But the latest earnings season also comes at a time when investors are starting to wonder if the stock market’s rally has gone too far, and whether stocks are in a bubble as prices become increasingly detached from a company’s profits and growth prospects.

How Wall Street reacts to the incoming results could help show how important (or unimportant) earnings, sales and growth are to share prices.

This week is the busiest of the fourth-quarter earnings season, with results expected from a third of the companies in the SP 500 — including technology giants Microsoft, Apple, Facebook and Tesla. Overall, Wall Street analysts expect that profits at SP 500 companies will be down 7 percent compared with the fourth quarter of 2019, according to FactSet data.

So far, results from the first 66 companies in the SP 500 that reported earnings have been slightly stronger than usual. About 88 percent of those companies did better than analysts expected. Wall Street is notorious for underestimating how companies will do, but that share of companies that “beat” is higher than what’s typical.

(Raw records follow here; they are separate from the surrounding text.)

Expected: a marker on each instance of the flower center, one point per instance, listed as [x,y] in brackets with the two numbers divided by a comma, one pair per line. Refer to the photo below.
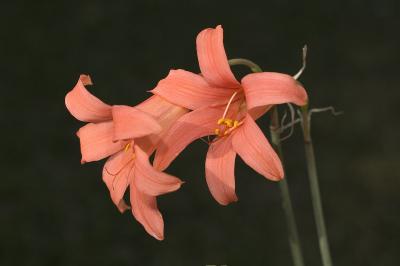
[227,125]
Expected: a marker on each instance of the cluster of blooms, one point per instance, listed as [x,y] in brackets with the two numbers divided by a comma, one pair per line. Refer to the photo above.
[183,107]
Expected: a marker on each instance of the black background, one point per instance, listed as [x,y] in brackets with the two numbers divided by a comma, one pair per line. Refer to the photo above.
[53,211]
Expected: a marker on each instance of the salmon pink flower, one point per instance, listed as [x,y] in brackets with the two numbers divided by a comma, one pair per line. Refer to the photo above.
[128,135]
[227,109]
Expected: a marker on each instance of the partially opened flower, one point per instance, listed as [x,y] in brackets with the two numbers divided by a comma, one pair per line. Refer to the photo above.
[227,109]
[128,135]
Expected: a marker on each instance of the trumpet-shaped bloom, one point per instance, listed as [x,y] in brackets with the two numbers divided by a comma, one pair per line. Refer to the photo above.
[226,108]
[127,135]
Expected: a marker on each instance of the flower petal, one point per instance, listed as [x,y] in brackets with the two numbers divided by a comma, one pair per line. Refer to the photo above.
[117,173]
[268,88]
[252,146]
[190,90]
[220,171]
[150,181]
[212,58]
[84,106]
[165,113]
[97,141]
[144,208]
[189,127]
[130,123]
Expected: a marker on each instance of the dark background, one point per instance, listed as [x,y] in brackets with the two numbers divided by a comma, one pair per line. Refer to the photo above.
[53,211]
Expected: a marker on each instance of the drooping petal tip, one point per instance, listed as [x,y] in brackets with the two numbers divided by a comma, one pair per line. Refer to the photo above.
[96,141]
[268,88]
[150,181]
[84,106]
[220,168]
[253,147]
[212,58]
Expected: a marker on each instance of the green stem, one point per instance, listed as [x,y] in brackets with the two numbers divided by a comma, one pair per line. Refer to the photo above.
[294,240]
[314,186]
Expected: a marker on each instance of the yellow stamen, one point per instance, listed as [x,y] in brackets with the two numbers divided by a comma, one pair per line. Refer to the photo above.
[127,146]
[229,124]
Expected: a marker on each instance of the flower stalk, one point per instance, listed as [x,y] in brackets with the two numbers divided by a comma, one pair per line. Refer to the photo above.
[294,240]
[314,186]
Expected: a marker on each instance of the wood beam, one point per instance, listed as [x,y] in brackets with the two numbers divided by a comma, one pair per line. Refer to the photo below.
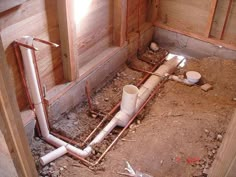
[153,7]
[11,124]
[67,35]
[211,17]
[197,36]
[119,21]
[226,19]
[225,161]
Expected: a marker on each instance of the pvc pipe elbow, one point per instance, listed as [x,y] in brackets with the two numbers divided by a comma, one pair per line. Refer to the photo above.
[53,155]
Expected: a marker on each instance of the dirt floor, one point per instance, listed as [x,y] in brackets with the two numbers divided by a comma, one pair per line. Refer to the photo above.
[177,135]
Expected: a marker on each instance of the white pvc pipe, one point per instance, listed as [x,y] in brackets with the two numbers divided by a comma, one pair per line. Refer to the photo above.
[53,155]
[129,99]
[121,118]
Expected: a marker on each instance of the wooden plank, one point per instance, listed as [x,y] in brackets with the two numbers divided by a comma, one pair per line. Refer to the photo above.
[211,17]
[196,36]
[119,21]
[5,5]
[36,18]
[11,124]
[67,36]
[7,168]
[226,18]
[153,6]
[226,156]
[180,14]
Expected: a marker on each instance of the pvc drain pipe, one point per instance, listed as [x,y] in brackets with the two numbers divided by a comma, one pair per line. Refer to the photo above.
[118,120]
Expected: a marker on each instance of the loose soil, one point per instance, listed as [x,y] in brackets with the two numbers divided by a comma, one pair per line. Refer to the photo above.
[177,135]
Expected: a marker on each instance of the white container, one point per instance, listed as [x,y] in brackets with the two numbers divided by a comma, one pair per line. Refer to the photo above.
[193,76]
[129,99]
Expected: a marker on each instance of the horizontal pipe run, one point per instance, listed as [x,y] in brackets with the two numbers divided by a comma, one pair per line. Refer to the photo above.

Strangely, however, investors have seemed downright dismissive of better-than-expected earnings results, and that could be a bad omen for the market.

Usually, when a company does better than expected, its shares rise. But, through Friday, companies that beat expectations have actually underperformed the broader market, according to Bank of America analysts.

Such a reaction is yet another indication that stock prices are becoming increasingly untethered from fundamentals. In fact, Bank of America analysts noted that they haven’t seen this sort of reaction to earnings results since the dot-com bubble was beginning to deflate.

“The last time we saw such a perverse market reaction to earnings was during 2Q 2000 earnings season, after which the SP 500 fell by 13 percent over the next three months,” they wrote.